Colombia ya tiene presidente electo según los resultados del preconteo oficial. Se trata de Abelardo Gabriel de la Espriella Otero, nacido el 31 de julio de 1978 en Bogotá. El abogado, empresario y político colombiano-estadounidense considerado un outsider de la política tradicional en este país sudamericano.
Su triunfo sorprende a muchos dado que inició su carrera política formal a mediados de 2025 al fundar el movimiento Defensores de la Patria. En el camino, logró imponerse sobre partidos de larga data y vencer en una reñida segunda vuelta al senador Iván Cepeda, candidato del sector oficialista respaldado por el gobierno de Gustavo Petro.
El estrecho triunfo de De la Espriella sobre Cepeda, con una diferencia de menos del 1%, es el reflejo de la alta polarización política que arrastra Colombia, profundizada a lo largo de la gestión de Petro, el primer gobierno de izquierda en la historia del país.
El tema de la seguridad fue la bandera de De la Espriella, quien ofreció una política de “mano dura” inspirada en el modelo del mandatario salvadoreño Nayib Bukele, prometiendo la construcción de megacárceles y el combate frontal al narcotráfico.
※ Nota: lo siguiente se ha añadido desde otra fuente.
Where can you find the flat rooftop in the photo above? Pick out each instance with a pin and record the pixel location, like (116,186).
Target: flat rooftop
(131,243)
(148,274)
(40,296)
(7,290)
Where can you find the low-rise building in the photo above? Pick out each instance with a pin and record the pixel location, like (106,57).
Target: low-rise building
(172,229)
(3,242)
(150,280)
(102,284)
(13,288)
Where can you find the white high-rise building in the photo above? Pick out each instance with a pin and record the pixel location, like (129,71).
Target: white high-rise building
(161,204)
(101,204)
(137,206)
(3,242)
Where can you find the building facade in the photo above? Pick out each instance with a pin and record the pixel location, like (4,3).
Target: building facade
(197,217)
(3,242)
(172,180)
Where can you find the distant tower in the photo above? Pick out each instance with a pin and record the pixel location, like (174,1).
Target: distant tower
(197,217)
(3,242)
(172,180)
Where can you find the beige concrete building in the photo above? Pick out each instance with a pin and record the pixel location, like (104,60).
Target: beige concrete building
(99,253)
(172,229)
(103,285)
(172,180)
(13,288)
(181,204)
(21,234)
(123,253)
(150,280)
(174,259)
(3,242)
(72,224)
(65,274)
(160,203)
También ofreció la reducción del tamaño del Estado, libertades tributarias y evaluar el retiro de Colombia de ciertos organismos internacionales como la Corte Interamericana de Derechos Humanos.
Queda un largo camino para saber si cumplirá o no sus promesas, pero hoy lo que queda claro es que los retos que enfrentará a partir del próximo 7 de agosto son monumentales, comenzando por buscar la gobernabilidad y reconciliación de una sociedad altamente fragmentada. Sin duda, el éxito de su gestión dependerá de su capacidad para pasar de la retórica de campaña a una gobernabilidad real que evite profundizar aún más las fracturas de la nación y fortalezca los pilares de la democracia.